Understanding first part of a vector space proof The following lemma is Lemma 8.2 from the book "The Development of Number Fields.''
$\textbf{Lemma 8.2}$: Let $k, r$ be non-negative integers, and let $E$ be a $k$-dimensional
$\mathbb{F}_2$-vector space. Then the probability that $k+r$ elements that are independently
drawn from $E$, with the uniform distribution, form a spanning set for $E$ is at
least $1-2^{-r}$.
The proof begins by stating that if $H$ is a hyperplane (through the origin), then the probability that $k+r$ elements will all lie in H is $(1/2)^{k+r}$.
My questions are as follows:
(1) The way I am seeing this is that the author is claiming there is a 1/2 chance a single vector chosen lies in $H$, but I am not seeing how he is coming to that conclusion.
(2) Also, I noticed in other parts of the proof (I have omitted) that the author implicitly claims no vector could lie in two different hyperplanes at the same time, but isn't it true that hyperplanes intersect at some places?
 A: Let me give a stab at (1). Since the choice of vector $v\in E$ is uniform, then 
$$ P(v\in H) = \frac{\#\{\text{vectors in }H\}}{\#\{\text{vectors in E}\}}=\frac{2^{k-1}}{2^k} = \frac{1}{2}.$$
As for the second part, I'd have to see the argument because that assumption would be wrong. For example, if $E=\mathbb{F}_2^4$, then $v=(1,1,1,1)$ lies in both $$H_1=\{(a,b,c,d): a+b=0\},\text{ and }H_2=\{(a,b,c,d): c+d=0\},$$ which are clearly two distinct hyperplanes.
A: Fixing a basis for $E$, we can represent elements of $E$ as elements of $F_2^k$.

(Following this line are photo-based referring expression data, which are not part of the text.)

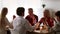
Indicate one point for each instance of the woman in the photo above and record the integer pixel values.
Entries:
(4, 21)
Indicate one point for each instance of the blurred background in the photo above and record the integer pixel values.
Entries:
(52, 5)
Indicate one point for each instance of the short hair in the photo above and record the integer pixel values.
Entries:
(57, 13)
(30, 9)
(4, 10)
(20, 10)
(46, 10)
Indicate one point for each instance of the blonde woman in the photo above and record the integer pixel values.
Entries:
(4, 21)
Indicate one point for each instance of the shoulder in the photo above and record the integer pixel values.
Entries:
(35, 15)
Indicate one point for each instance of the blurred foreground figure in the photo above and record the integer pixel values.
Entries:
(57, 23)
(47, 20)
(32, 18)
(21, 25)
(4, 21)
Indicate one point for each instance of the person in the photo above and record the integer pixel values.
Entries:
(32, 18)
(21, 25)
(4, 21)
(47, 20)
(14, 17)
(57, 23)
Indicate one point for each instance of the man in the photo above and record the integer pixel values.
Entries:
(32, 18)
(47, 19)
(20, 24)
(4, 22)
(57, 24)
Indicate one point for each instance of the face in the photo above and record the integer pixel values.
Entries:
(30, 12)
(58, 18)
(23, 14)
(46, 14)
(4, 12)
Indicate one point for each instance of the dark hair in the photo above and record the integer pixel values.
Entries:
(4, 10)
(57, 13)
(20, 10)
(30, 9)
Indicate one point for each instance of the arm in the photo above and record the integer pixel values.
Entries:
(29, 27)
(9, 24)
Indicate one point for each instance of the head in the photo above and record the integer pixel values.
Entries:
(30, 11)
(58, 15)
(20, 11)
(4, 12)
(46, 13)
(14, 16)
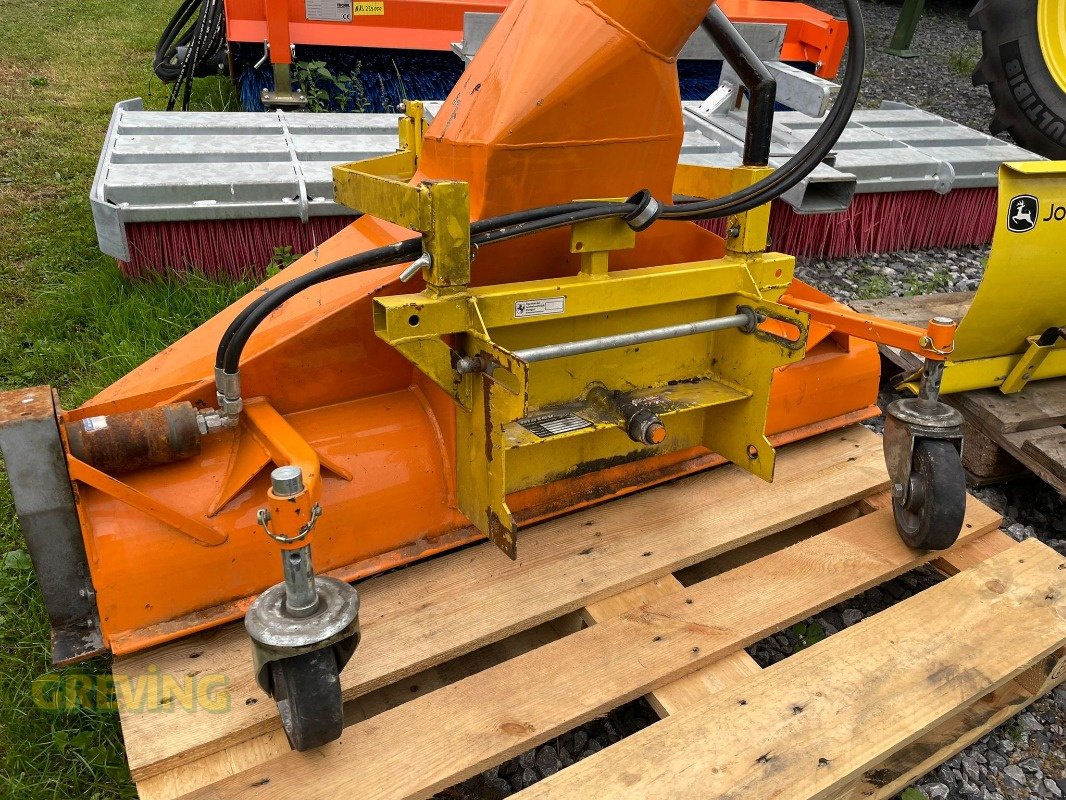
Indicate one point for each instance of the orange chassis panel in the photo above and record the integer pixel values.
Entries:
(384, 433)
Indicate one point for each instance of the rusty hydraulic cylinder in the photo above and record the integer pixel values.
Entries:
(136, 440)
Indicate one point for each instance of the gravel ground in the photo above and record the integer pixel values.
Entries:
(939, 80)
(1024, 757)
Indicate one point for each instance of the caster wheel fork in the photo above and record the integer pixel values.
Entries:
(304, 632)
(932, 515)
(923, 451)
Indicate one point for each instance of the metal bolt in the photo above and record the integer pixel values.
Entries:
(468, 365)
(301, 595)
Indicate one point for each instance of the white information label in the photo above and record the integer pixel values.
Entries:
(329, 11)
(554, 425)
(544, 307)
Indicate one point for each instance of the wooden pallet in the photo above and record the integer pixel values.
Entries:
(469, 659)
(1006, 434)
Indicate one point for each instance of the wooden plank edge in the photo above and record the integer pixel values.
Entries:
(866, 558)
(789, 730)
(810, 484)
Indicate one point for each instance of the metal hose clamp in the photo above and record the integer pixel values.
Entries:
(263, 518)
(648, 209)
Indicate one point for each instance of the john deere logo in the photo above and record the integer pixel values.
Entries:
(1023, 213)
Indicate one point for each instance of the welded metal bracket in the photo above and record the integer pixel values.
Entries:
(36, 467)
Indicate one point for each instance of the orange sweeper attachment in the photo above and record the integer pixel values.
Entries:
(486, 348)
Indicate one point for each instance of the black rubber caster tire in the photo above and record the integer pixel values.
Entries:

Then any hyperplane $H$ (not necessarily through the origin) has an equation of the form
$$a_1x_1+\cdots+a_kx_k=b$$
for some $a_1,...,a_k\in F_2$, not all zero, and some $b\in F_2$.

Note that each $a_i$ is either $0$ or $1$, and $b$ is either $0$ or $1$.

$H$ goes through the origin if and only if $b=0$, but for the discussion below, we don't need that restriction.

Let $j$ be an index such that $a_j=1$.

For $i\in\{1,...,k\}$, choose $x_i$ independently and uniformly at random from $\{0,1\}$, and let
$$s=\sum_{i\ne j}a_ix_i$$
If $s=0$, the probability that $(x_1,...,x_k)\in H$ is the probability that $x_j=b$, which is $\frac{1}{2}$.

If $s=1$, the probability that $(x_1,...,x_k)\in H$ is the probability that $x_j=b-1$, which is $\frac{1}{2}$.

Either way, the probability $(x_1,...,x_k)\in H$ is $\frac{1}{2}$.

So that answers your first question.

For your second question, let $x=(1,0,...,0)$.


*

* Assuming $k\ge 2$, $x$ lies in more than one hyperplane. For example, $x$ lies in the hyperplane with equation $x_1=1$, and it also lies in the hyperplane with equation $x_2=0$.

* Assuming $k\ge 3$, $x$ lies in more than one hyperplane through the origin. For example, $x$ lies in the hyperplane with equation $x_2=0$, and it also lies in the hyperplane with equation $x_3=0$.